The call is similar to a warning issued by Australian Council of Trade Unions assistant secretary Joseph Mitchell, who told the Senate’s inquiry into Adopting Artificial Intelligence that, without regulation, the technology could delete jobs.

“The theft of voice, body and movement is something acutely felt by creative workers,” he said. 

“The ownership of their creative and cultural capital is paramount and must be protected by law.”

But major tech platforms are increasingly accepting digital voices and even providing them for others to use. 

Both Amazon and its subsidiary Audible list thousands of audiobooks that have been narrated using AI software. 

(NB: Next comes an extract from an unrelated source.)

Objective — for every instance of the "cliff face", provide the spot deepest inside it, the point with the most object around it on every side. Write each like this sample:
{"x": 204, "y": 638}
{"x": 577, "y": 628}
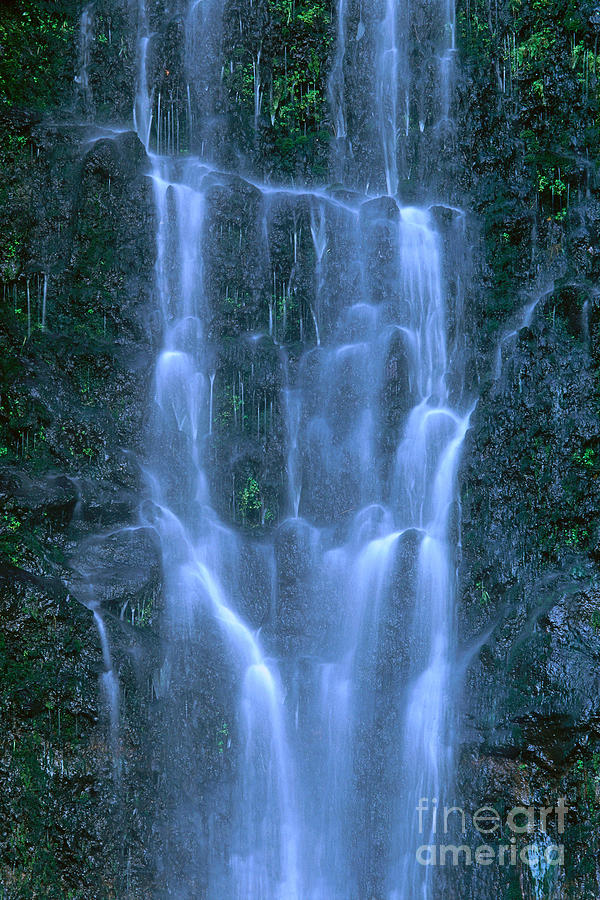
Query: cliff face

Beats headphone against an Apple logo.
Apple has created five digital voices for use in the creation of audiobooks. (EPA PHOTO)

The listings note “this title uses virtual voice narration” and potential buyers can try a five-minute sample to judge whether it’s up to their listening standard. 

Google also provides a long list of virtual narrators to read e-books aloud, including three with an Australian accent, while Apple created five digital voices for use in the creation of audiobooks, each designed to suit different literary genres. 

In a statement, the company said the virtual voices were designed as a complement to human voice-over artists and the company “remains committed to celebrating and showcasing the magic of human narration”.

Even Project Gutenberg, a volunteer effort to digitise public domain books, collaborated with Microsoft and the Massachusetts Institute of Technology to give digital voices to more than 5000 titles.  

University of NSW AI Institute chief scientist Toby Walsh says using this technology to narrate books is plagued with ethical and moral considerations as some people benefit while others miss out. 

University of NSW Professor Toby Walsh
Toby Walsh says Australia needs laws to ensure audiences are told about what they are listening to. (Julian Smith/AAP PHOTOS)

“On the one hand, it’s a positive for people because you can now offer audiobooks in any possible language anyone could want and that’s going to improve accessibility and remove the Tower of Babel that has hindered the communication of ideas,” he said.

“On the other hand, if you were someone who used to be paid to voice those sort of things, I’m somewhat fearful that your income will completely disappear.”

Prof Walsh says some issues related to AI-created audiobooks will be resolved with digital watermarks in future so listeners can be confident about their origin but, in the meantime, Australia needs laws to ensure audiences are informed and jobs are protected.  

“We’re used to believing thing that we hear, believing the things that we see, and we are now in a world in which the things that we see and things we hear are no longer true,” he said.

“There are new harms that AI is bringing and we need regulation and legislation to deal with it.”

Former Facebook Australia chief executive Stephen Scheeler, who recently addressed Flight Centre’s roadshow on ethical AI use, says AI-narrated audiobooks were another example of using the technology to “experiment in real-time” without considering all consequences. 

Mr Scheeler says while Australian consumers and businesses are proving cautious about the use of AI so far, legal protections will be needed to ensure computers do not overtake creative content. 

“We need to be overly protective of human creativity and ingenuity, even at the expense of creating amazing AI tools,” he said. 

“Whether it’s good for business, it’s bad for humanity if we allow too much licence to use human intellectual property willy-nilly.”